I was to make Magny play; in this there was no great difficulty.

We had an intimacy together, for he was a good sportsman as well as myself, and we came to have a pretty considerable friendship for one another; if he saw a dice-box it was impossible to prevent him from handling it; but he took to it as natural as a child does to sweetmeats.
At first he won of me; then he began to lose; then I played him money against some jewels that he brought: family trinkets, he said, and indeed of considerable value.

He begged me, however, not to dispose of them in the duchy, and I gave and kept my word to him to this effect.
From jewels he got to playing upon promissory notes; and as they would not allow him to play at the Court tables and in public upon credit, he was very glad to have an opportunity of indulging his favourite passion in private.

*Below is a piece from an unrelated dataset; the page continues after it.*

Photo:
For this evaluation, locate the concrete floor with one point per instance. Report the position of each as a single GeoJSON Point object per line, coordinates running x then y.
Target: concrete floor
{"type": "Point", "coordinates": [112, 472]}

I have had him for hours at my pavilion (which I had fitted up in the Eastern manner, very splendid) rattling the dice till it became time to go to his service at Court, and we would spend day after day in this manner.

He brought me more jewels,--a pearl necklace, an antique emerald breast ornament, and other trinkets, as a set-off against these losses: for I need not say that I should not have played with him all this time had he been winning; but, after about a week, the luck set in against him, and he became my debtor in a prodigious sum.